There’s been a busy round of papers recently, about pathogens and contagions in dental practices. It’s easy to guess why. They all kind of say what all of us pretty much expect, but it is nice to see people looking at the problem again, and totting up more stats about it. Numbers are always good. Even more fortuitously, there are good review articles out there, or in process, so it’s easy to scope out current thinking. As always, we’ve done this, with our busy customers in mind.

Here is the gist: Of course infections are possible in a dentist’s office. What the risk is, is not completely known, amazingly. It is clear that more infections happen when practices grow lax in infection control measures. Again, no real surprise – but it’s nice to see it confirmed.

The 3 major transmission routes that bugs take in dental practices are direct contact, blood-to-blood contact, or transmission by water or aerosols. Your correspondent admits he was quite surprised by the water vector.

Statistically, it’s known that herpes simplex 1 and 2, norovirus, and coxsackie go by direct contact most often; on the bacterial side this is also true of Staph. aureus and E. coli.

Blood-to-blood, the risk is for Hep-V, C, and D, and for N. gonorrheae and Treponema.

By sneezing or by exposure to dental unit water, the virus risk is for cytomegalovirus, measles, mumps, rubella, and the various respiratory bugs. For bacteria, it’s Strep, TB, Legionella, and Pseudomonas.

It’s more nuanced than that, of course. MRSA, the methicillin-resistant Staph superbug, probably transmits directly and indirectly. Dental students get it on their hands and in their noses more often than non-students do, so it’s in practices for sure, though to what extent is not known. Carrying the pathogen isn’t the same as being infected, either.

There is some concern about transmission through biofilms on dental instruments, particularly the hollow kind. Data does exist for this, and the popular press took up the worry for a while recently. But there has been no real academic follow-up.

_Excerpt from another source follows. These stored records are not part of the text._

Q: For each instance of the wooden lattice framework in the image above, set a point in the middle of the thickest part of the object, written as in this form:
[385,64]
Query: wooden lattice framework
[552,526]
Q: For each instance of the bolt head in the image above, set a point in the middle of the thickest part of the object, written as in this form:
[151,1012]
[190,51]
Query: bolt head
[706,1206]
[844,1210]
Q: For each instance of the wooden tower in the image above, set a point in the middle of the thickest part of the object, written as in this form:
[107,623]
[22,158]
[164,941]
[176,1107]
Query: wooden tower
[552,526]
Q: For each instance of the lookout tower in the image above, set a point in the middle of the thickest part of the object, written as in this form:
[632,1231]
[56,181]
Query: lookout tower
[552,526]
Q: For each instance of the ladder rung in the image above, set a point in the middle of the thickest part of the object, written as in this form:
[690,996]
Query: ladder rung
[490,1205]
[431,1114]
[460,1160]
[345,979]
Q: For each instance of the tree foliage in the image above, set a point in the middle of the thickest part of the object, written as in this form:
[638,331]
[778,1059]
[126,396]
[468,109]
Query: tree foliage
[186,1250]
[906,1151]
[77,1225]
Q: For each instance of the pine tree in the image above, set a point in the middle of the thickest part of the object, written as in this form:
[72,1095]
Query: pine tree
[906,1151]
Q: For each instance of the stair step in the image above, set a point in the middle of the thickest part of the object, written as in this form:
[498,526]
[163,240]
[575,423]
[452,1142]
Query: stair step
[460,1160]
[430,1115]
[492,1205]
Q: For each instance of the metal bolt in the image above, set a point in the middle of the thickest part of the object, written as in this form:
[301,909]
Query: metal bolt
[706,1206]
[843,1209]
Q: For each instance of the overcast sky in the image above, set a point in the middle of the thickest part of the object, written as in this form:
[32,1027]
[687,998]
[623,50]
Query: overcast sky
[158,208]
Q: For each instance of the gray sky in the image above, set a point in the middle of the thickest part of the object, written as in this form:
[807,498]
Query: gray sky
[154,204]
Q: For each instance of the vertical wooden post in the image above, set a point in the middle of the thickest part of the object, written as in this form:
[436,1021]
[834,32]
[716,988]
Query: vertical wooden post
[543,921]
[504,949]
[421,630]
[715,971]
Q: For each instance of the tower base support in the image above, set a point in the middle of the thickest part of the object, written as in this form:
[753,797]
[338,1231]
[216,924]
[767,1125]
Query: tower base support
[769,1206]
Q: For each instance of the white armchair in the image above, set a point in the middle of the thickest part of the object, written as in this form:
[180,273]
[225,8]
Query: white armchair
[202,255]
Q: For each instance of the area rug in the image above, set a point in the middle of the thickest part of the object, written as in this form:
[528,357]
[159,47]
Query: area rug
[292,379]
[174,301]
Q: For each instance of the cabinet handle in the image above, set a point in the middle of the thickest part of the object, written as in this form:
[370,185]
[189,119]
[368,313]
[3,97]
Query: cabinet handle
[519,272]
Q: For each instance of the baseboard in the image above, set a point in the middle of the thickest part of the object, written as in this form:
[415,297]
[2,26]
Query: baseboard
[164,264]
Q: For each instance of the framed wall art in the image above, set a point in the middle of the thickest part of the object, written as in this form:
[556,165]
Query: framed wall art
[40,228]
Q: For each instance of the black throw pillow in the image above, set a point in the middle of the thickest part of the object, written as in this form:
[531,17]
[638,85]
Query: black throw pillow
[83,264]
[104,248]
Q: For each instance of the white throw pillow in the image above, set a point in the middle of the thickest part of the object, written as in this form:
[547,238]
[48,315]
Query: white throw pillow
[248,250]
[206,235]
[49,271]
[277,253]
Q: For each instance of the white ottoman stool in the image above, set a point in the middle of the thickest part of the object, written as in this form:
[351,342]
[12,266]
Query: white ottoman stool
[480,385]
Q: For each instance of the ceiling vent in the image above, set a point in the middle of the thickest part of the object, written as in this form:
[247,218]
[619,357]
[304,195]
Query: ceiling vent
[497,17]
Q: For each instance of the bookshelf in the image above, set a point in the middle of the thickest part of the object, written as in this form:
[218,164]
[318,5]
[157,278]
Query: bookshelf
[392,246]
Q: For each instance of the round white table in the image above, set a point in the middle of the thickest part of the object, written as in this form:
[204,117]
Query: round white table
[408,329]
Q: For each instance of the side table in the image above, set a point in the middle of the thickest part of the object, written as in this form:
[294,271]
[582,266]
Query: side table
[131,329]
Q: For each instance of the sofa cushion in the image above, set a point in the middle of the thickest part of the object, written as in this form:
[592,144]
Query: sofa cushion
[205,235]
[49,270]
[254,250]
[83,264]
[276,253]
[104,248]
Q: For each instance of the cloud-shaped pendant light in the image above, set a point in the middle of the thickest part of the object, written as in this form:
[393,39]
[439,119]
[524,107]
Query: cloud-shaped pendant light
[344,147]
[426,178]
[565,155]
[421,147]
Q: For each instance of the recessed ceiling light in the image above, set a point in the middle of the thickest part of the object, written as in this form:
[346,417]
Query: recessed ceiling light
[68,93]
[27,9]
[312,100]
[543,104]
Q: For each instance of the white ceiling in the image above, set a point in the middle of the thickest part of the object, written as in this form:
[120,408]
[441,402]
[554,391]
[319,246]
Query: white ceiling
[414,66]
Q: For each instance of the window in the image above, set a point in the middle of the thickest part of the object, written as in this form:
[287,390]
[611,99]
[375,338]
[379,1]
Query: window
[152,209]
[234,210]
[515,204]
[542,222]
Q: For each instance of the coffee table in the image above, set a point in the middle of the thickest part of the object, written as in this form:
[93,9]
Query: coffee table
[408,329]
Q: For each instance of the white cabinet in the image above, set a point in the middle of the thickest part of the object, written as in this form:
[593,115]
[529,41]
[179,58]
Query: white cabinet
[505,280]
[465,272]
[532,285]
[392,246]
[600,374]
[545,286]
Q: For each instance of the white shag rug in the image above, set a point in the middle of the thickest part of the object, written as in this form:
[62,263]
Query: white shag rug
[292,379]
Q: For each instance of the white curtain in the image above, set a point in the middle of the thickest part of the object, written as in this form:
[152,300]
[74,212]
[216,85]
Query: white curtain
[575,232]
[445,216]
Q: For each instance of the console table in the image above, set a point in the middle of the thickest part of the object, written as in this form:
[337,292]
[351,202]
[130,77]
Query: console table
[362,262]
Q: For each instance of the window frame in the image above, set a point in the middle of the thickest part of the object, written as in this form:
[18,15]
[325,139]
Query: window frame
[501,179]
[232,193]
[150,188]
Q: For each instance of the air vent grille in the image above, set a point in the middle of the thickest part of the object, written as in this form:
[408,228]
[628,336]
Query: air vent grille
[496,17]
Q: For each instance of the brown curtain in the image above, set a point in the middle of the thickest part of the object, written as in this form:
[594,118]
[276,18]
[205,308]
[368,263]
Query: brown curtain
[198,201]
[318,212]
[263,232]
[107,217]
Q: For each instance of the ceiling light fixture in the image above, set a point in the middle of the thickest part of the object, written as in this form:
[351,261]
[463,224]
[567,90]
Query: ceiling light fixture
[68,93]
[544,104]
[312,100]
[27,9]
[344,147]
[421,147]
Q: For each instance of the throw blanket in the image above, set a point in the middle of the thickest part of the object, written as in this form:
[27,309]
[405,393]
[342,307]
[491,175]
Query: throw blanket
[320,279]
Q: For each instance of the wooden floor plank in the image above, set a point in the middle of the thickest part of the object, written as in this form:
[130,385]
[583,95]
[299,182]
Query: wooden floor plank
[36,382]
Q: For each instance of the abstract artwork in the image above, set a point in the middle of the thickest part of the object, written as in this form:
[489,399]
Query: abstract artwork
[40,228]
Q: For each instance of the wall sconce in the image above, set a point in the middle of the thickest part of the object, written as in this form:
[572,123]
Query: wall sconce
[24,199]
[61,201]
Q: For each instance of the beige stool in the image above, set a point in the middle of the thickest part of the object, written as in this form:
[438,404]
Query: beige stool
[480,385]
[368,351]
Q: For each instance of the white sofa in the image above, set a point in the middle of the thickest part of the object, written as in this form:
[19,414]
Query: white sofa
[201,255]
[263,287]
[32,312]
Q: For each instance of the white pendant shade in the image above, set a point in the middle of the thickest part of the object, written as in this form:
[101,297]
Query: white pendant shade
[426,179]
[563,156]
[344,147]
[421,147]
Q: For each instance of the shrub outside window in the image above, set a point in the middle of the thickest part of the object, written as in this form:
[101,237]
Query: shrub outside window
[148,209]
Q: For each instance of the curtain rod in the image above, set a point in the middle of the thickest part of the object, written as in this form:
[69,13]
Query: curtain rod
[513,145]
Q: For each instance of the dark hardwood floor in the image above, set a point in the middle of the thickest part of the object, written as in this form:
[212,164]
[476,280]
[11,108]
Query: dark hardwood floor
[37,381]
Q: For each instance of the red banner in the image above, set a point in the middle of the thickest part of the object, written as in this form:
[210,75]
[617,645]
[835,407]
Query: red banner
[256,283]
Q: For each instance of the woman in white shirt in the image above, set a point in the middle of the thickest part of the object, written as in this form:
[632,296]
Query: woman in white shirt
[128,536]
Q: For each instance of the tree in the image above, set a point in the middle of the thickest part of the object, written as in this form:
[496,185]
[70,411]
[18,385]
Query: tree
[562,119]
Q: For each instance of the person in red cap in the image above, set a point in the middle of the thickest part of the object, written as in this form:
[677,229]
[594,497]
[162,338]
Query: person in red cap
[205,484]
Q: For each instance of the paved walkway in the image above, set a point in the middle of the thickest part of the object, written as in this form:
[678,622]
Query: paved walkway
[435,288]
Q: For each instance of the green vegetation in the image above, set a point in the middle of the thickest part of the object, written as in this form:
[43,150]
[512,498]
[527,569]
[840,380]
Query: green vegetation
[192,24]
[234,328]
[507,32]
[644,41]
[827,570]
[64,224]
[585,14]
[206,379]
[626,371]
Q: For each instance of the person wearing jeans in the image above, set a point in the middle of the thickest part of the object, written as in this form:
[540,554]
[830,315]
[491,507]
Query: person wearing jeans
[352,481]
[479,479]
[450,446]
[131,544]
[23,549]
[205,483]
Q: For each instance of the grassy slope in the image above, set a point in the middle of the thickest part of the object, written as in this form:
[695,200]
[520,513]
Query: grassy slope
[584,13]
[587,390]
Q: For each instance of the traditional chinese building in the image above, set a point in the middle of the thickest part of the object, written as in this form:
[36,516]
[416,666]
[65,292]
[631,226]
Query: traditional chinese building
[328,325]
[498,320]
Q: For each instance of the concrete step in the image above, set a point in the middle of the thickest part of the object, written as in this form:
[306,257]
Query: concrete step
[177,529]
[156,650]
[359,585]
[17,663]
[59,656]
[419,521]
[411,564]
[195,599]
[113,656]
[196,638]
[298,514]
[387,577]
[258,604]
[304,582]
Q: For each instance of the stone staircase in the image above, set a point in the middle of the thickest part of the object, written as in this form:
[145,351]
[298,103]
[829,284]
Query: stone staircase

The highest-risk transmission vector is blood-to-blood. In the developed world, say the epidemiologists, where vaccination is common, that risk doesn’t appear to be very high. In the developing world, however, it’s a problem. Healthcare-related infection accounts for over half of all Hepatitis C cases in some countries.

The interesting risk load is in dental unit water and aerosols. Contamination of instrument cooling water is very possible, it turns out, from patient-side backfire or from incoming pathogens in the water lines. Water is a super place, particularly at room temperature, for the formation of biofilms. They like to bond on polymer surfaces, too, like inside hoses. Contaminated water is where we got the famous outbreak of Legionnaires disease. Studies are proliferating on this curiously overlooked source of contagion. And yes, legionellosis has been reported in at least 2 dental practices that we know of.

It’s an interesting time we live in. Expect a lot more research into disease transmission in healthcare venues. Also expect the epidemiology to grow complicated, as we age, and as the virulence of some of the current bugs increases.

Want some good advice? Keep your practice clean.